Location
- Country: Canada
- Province: Quebec
- Region: Saguenay-Lac-Saint-Jean
- Regional County Municipality: Maria-Chapdelaine Regional County Municipality

Physical characteristics
- Source: Lac Stackler
- • location: Rivière-Mistassini
- • coordinates: 49°12′42″N 73°11′34″W﻿ / ﻿49.21167°N 73.19278°W
- • elevation: 386 m (1,266 ft)
- Mouth: Ashuapmushuan River
- • location: Rivière-Mistassini
- • coordinates: 47°09′08″N 73°08′33″W﻿ / ﻿47.15222°N 73.14250°W
- • elevation: 270 m (890 ft)
- Length: 11.2 km (7.0 mi)

Basin features
- Progression: Ashuapmushuan River, Lac Saint-Jean, Saguenay River, Saint Lawrence River
- • left: (upstream) discharge from Damville lake, stream, discharge from 2nd Lac des Jumeaux
- • right: (upstream) stream.

= Rivière aux Brochets (Ashuapmushuan River tributary) =

The Rivière aux Brochets is a tributary of the Ashuapmushuan River, flowing in the unorganized territory of Rivière-Mistassini, in the Maria-Chapdelaine Regional County Municipality, in the administrative region of Saguenay–Lac-Saint-Jean, in province of Quebec, in Canada.

The southern part of the Brochets river valley is mainly served by the forest road R0202.
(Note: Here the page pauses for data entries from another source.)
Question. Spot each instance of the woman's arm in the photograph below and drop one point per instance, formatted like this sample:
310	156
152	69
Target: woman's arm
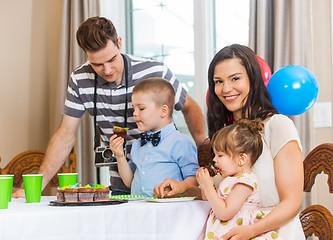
289	175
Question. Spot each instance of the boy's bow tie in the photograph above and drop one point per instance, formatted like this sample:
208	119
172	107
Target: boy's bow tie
153	137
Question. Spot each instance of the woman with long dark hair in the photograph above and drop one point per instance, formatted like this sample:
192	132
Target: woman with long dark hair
236	91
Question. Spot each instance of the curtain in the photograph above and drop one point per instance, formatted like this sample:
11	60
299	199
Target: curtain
71	56
281	33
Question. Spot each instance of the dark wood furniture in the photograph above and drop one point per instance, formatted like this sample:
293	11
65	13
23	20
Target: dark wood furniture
317	219
30	162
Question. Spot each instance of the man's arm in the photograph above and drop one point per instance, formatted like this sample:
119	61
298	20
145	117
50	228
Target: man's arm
58	150
194	120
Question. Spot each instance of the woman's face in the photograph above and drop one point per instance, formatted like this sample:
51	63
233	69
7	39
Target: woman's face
232	85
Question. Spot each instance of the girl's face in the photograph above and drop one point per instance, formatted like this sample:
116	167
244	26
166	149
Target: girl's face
146	114
232	85
226	165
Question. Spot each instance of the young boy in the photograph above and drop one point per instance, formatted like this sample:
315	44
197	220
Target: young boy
161	152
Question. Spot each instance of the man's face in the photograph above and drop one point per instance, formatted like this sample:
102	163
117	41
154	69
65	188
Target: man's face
108	62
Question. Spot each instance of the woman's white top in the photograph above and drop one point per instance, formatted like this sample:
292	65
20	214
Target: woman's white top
279	130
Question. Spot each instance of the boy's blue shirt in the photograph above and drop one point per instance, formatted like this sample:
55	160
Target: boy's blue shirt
175	157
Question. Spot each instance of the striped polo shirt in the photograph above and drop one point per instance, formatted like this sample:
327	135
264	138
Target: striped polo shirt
111	98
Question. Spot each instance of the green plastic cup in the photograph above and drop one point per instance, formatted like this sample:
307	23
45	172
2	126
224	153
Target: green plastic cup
66	179
32	187
4	191
11	185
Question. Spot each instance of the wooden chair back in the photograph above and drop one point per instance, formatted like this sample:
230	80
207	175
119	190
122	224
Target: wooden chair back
317	219
30	162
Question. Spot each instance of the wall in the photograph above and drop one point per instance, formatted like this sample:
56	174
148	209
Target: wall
30	29
322	63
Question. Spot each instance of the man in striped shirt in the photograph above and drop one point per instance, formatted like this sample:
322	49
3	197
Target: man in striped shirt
98	38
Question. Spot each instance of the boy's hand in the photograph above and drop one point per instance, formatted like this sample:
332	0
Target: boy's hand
116	145
203	178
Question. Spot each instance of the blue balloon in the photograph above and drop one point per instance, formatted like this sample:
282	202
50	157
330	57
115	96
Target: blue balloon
293	90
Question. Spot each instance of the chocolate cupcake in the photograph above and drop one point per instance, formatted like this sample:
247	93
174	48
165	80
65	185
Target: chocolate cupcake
71	195
120	132
101	194
86	194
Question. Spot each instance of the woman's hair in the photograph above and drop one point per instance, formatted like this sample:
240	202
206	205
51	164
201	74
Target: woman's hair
94	34
244	136
257	104
161	90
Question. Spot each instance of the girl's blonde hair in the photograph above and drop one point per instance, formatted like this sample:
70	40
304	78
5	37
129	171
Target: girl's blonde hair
244	136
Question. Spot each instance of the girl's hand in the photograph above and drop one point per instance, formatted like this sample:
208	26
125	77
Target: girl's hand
116	145
203	178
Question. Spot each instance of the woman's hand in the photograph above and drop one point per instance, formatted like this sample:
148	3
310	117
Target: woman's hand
169	187
239	233
204	179
116	145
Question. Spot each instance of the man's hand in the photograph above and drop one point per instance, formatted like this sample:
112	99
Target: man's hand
169	188
19	194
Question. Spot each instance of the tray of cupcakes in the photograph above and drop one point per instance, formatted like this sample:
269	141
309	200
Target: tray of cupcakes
89	195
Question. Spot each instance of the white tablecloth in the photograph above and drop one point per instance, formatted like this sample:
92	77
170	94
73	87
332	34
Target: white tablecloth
133	220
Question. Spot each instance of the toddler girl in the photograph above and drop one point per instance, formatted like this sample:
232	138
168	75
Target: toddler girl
236	202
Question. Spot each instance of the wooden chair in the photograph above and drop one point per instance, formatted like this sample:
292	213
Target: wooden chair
317	219
30	162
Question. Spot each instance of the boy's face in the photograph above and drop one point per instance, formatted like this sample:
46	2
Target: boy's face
147	115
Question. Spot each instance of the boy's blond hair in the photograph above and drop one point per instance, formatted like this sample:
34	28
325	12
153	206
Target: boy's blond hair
161	90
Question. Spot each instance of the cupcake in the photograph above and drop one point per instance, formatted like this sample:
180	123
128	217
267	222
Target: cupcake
86	194
120	132
102	194
71	195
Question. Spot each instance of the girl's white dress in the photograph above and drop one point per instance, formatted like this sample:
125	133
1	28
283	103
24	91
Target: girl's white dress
279	130
247	215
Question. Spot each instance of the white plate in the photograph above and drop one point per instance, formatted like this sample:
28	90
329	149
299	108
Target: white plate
128	197
180	199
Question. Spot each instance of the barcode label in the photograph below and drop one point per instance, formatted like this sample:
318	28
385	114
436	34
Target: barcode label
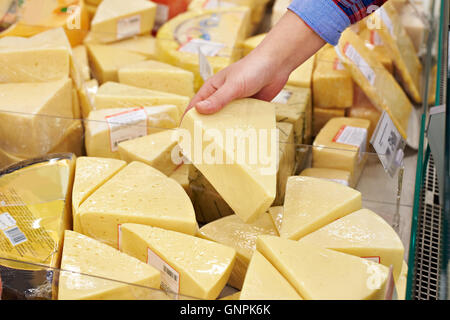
15	236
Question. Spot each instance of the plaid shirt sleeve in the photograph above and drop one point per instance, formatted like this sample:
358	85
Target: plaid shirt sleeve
329	18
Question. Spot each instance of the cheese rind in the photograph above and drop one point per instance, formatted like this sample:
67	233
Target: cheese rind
203	266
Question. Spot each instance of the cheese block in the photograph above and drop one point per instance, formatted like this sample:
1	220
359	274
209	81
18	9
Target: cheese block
92	270
224	161
332	83
264	282
376	82
322	274
90	174
339	176
362	233
322	115
136	194
201	267
154	149
117	95
35	211
286	159
35	17
342	144
106	128
221	32
105	61
116	19
402	51
34	116
158	76
312	203
80	56
233	232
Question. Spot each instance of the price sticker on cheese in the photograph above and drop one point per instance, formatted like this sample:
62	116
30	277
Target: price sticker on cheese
388	144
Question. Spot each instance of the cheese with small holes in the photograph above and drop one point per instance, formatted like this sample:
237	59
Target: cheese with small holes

Forestry is the main economic activity in this valley.

== Geography ==
The Rivière aux Brochets has its source at the mouth of Stackler Lake (length: 4.7 km; altitude: 386 m). Montagne Plate and Montagne des Bouleaux are located on the northwest side of Stackler Lake. This lake is fed by the discharge (coming from the west) of Lac Vidé and by the discharge (coming from the northwest) of a set of lakes including Chanceux, and Lac Denis.

The mouth of Stackler Lake is located in a forest zone in the unorganized territory of Rivière-Mistassini, at:
- 3.3 km northeast of a bend in the Ashuapmushuan River;
- 8.9 km north-west of Damville Lake;
- 83.1 km northwest of downtown Saint-Félicien.

From the mouth of Stackler Lake, the Rivière aux Brochets flows over 11.2 km with a drop of 116 m, entirely in the forest zone, according to the following segments:

- 3.8 km first towards the northeast, down the mountain and collecting the discharge (coming from the north) of lac au Huard, to the north shore of Lac du Lance-Pierres; then to the south-east, crossing the latter lake (length: 1.7 km; altitude: 335 m), to its mouth. Note: The northern part of this lake forms a Y; the central part receives from the west the discharge of Lake Judith; the southern part (triangular in shape) receives the discharge from the Twin Lakes on the northeast side, of which the northern lake in turn receives the discharge from Lac des Îles (from the northwest);
- 6.5 km towards the south-east, relatively in a straight line, crossing Lac au Sable and Lac des Ménés, and collecting a stream (coming from the north, i.e. the outlet of Lake Karina), to a bend in the river, corresponding to the discharge (coming from the east) of Damville Lake. Note: The last 1.7 km of this segment constitutes a widening of the river and is interconnected with Damville Lake;
- 0.87 km towards the south-west, passing under the forest road bridge R0202, then forming a hook towards the south to collect at the end of the segment a stream (coming from the north), until 'at its mouth.

The Brochets River flows into a bend in the river on the northeast bank of the Ashuapmushuan River. This confluence is located downstream of the Rapides du Fer à Cheval, and at:

- 46.5 km west of the center of the village of Girardville;
- 74.8 km north-west of downtown Saint-Félicien;
- 84.3 km northwest of the mouth of the Ashuapmushuan River.

From the mouth of the Rivière aux Brochets, the current descends the course of the Ashuapmushuan River on 100.4 km, then crosses lac Saint-Jean eastward on 41.1 km (i.e. its full length), follows the course of the Saguenay River via la Petite Décharge on 172.3 km east to Tadoussac where it meets the estuary of Saint Lawrence.

== Toponymy ==
The toponym "rivière aux Brochets" was made official on September 29, 1975, at the Place Names Bank of the Commission de toponymie du Québec.